Back to Copilotkit

A2UI PDF Analyst

examples/showcases/a2ui-pdf-analyst/README.md

1.59.310.3 KB
Original Source

A2UI PDF Analyst

Chat with your PDF and watch the agent build the UI for each answer. Powered by A2UI v0.9 (Agent-to-UI) — the open protocol that lets an agent describe a surface as structured component operations your frontend renders against its own design system. Same chat input, two rendering strategies, one shared 21-component catalog.

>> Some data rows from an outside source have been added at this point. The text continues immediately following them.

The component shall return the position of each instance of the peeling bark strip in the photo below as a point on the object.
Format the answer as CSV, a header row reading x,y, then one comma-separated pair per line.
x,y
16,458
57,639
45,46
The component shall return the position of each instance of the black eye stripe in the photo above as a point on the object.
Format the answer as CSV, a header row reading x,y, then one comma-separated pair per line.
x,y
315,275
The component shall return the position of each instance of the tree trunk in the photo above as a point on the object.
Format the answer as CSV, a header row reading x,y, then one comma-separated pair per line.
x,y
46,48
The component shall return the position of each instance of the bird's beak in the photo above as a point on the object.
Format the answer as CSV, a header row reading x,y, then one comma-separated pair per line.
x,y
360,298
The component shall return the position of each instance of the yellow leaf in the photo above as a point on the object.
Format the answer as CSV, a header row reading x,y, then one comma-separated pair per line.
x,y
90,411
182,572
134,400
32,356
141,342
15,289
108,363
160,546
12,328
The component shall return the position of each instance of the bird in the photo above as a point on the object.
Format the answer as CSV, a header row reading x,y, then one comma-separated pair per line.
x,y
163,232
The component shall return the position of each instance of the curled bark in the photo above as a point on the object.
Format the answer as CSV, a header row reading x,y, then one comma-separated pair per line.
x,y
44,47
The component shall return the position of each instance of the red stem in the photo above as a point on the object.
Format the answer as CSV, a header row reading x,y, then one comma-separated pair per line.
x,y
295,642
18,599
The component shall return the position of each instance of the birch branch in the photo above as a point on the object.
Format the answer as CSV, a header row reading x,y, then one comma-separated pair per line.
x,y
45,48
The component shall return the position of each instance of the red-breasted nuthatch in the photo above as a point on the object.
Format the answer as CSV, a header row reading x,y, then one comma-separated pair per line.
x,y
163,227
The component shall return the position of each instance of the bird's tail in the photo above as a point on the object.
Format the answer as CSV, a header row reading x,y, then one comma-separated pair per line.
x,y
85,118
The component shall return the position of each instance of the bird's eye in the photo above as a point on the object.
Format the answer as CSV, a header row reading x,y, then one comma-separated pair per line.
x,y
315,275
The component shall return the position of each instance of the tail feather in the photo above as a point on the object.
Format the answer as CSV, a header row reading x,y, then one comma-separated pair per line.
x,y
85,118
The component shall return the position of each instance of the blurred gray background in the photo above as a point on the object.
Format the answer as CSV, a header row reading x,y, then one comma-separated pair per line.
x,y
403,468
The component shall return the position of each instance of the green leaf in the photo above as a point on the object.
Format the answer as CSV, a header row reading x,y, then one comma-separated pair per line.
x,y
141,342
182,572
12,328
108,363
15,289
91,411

https://github.com/user-attachments/assets/c053d2e8-1d40-43cb-8c5a-8e5c121b851f

Three routes:

  • /fixed — hand-authored JSON dashboard. The agent only extracts the data (KPIs, trend, segment splits, table rows) and fills the slots. Predictable layout, brand-locked, single LLM call per turn. Best when the shape of the answer is known up front.
  • /dynamic — no pre-written layout. The agent reads the question, picks components from the catalog, and composes the surface on the fly. A net-income query lands as a single StatCard; a segment breakdown becomes a DonutChart; a research-paper summary composes Overline + Heading + Text + Callout + BulletList. Best when the right answer's form varies with the question.
  • /catalog — every component rendered live, filterable by group (Layout, Content, Data viz, Interactive). Doubles as a sanity check on the renderers and a reference for what the agent is allowed to draw from.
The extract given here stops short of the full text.